Study of molecular arrangement of organized molecular films of charge–transfer complexes containing 1,3-dithiole-2-thione-4,5-dithiolate by in-plane and out-of-plane X-ray diffractions

Abstract

We investigated the molecular arrangement and surface morphology of organized molecular films of alkylammonium–M bis(1,3-dithiole-2-thione-4,5-dithiolate) ((dmit) 2, M = Ni, Au, and Pd) charge–transfer complexes using the surface pressure–area ( π– A) isotherm, polarized visible spectroscopy, in-plane and out-of-plane X-ray diffractions (XRD), and atomic force microscopy (AFM).

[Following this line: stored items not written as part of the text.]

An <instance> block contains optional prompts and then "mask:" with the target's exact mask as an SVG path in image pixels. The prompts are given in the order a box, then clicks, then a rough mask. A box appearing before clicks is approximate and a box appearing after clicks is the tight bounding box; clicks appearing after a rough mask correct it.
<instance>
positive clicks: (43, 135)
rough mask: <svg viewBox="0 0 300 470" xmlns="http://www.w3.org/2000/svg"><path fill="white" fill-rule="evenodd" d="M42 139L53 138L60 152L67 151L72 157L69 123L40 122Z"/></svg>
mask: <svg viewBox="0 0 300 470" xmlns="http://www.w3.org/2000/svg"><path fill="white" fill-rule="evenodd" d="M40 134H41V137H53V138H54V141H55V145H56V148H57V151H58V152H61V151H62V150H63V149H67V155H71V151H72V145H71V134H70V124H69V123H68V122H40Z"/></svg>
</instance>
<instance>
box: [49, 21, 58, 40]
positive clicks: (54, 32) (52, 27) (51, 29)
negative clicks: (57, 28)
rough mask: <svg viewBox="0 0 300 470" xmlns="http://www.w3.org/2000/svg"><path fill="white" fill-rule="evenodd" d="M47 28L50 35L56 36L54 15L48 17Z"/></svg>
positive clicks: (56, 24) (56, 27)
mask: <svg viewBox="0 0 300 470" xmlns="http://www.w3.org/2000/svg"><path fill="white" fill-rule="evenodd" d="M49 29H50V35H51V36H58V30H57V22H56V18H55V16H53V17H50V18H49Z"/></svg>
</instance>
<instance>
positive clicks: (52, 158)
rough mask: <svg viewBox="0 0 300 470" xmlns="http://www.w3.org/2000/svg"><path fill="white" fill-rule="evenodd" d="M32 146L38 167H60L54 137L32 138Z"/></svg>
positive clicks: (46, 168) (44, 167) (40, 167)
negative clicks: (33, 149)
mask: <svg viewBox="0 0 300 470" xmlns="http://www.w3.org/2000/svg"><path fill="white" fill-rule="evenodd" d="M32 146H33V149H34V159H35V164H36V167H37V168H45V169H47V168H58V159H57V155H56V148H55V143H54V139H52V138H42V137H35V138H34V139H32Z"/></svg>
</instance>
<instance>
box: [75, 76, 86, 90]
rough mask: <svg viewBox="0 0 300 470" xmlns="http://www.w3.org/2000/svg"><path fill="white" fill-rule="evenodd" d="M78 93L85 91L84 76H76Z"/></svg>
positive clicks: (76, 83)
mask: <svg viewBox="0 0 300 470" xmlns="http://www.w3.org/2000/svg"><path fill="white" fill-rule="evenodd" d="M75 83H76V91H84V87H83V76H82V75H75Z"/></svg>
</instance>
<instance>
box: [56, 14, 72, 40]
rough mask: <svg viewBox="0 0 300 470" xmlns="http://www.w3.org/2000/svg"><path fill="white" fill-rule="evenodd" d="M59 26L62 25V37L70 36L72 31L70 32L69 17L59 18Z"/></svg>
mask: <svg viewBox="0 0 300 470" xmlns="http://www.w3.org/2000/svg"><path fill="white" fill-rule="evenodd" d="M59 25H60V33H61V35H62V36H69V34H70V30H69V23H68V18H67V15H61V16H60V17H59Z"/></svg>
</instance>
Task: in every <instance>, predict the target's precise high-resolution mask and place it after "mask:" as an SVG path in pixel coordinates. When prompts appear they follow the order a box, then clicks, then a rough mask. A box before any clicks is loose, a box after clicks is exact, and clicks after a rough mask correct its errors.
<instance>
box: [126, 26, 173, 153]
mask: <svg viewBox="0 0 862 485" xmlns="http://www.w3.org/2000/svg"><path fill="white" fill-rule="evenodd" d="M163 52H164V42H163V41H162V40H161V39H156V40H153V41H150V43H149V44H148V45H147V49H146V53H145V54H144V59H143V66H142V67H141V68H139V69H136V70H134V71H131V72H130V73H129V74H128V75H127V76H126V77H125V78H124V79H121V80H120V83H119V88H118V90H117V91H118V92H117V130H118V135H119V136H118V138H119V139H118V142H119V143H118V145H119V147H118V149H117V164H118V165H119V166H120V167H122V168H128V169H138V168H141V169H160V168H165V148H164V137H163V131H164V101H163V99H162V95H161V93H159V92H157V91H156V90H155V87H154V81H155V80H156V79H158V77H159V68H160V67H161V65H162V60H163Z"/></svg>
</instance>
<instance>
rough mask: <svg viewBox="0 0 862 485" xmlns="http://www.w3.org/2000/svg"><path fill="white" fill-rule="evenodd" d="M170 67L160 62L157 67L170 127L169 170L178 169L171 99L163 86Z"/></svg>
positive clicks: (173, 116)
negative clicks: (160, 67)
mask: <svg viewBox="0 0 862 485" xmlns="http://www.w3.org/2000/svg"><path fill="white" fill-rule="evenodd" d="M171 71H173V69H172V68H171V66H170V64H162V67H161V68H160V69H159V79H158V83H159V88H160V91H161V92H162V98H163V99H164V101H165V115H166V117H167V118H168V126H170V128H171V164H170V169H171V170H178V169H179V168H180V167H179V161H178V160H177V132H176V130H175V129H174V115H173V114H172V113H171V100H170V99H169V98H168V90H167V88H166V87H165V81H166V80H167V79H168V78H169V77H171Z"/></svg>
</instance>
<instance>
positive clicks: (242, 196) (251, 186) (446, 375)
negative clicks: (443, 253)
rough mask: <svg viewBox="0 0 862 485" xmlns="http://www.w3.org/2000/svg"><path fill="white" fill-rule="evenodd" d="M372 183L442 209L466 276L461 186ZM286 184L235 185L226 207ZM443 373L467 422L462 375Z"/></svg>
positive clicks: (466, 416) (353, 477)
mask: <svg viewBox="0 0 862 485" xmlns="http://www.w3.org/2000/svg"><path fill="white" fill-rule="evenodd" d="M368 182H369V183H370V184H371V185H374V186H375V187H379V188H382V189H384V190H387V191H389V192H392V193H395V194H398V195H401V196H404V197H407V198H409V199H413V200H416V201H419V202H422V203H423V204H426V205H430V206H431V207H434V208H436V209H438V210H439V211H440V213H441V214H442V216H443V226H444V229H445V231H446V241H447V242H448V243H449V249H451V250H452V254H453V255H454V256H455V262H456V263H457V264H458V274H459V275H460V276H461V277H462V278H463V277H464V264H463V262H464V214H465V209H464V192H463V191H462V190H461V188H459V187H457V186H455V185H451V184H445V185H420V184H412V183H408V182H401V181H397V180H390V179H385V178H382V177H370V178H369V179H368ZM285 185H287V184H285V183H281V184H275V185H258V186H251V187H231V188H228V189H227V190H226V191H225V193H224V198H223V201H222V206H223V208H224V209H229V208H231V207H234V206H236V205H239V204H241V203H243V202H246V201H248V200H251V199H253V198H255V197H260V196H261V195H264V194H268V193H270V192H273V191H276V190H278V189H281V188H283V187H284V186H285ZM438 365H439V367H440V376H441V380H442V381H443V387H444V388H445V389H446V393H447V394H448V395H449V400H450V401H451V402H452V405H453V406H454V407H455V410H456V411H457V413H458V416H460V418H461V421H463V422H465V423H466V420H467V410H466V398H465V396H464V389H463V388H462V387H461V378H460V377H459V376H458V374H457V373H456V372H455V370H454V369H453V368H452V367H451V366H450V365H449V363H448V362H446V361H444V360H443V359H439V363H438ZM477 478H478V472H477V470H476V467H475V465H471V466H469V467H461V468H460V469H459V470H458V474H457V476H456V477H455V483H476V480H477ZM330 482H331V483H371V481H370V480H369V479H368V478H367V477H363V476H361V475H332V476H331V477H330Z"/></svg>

Since Langmuir–Blodgett films of alkylammonium–M(dmit) 2 generally exhibit superconductivity, it may be possible to develop novel electronic molecular devices on the subnanometer scale. In the bulk state, several alkylammonium–M(dmit) 2 molecules could not form a highly ordered layered structure along the c-axis and a subcell structure of the alkyl chain in the ab-plane; however, almost all molecules formed a layered structure in the film multilayers. Monolayers of alkylammonium–M(dmit) 2 molecules on the water surface were extremely condensed. Out-of-plane and in-plane XRD measurements revealed that over a long period, systematic changes occurred in the two-dimensional lattice structure of alkylammonium–M(dmit) 2 molecules and not in their bulk state. These structural changes appear to be caused by enhancement of the van der Waals interaction among long hydrocarbons and the π– π interaction among (dmit) 2 units arranged two dimensionally. In addition, both the molecular arrangement and the structural morphology of the films showed dependence on the hydrocarbon chain length, number of long alkyl chains, and kind of central metal. In particular, the molecular arrangement of materials having didecyl chains changed drastically and (dmit) 2 units were highly oriented in the ab-plane. Such structural formations are suggested to significantly influence the stacking of functional dmit units presiding over the conductive properties.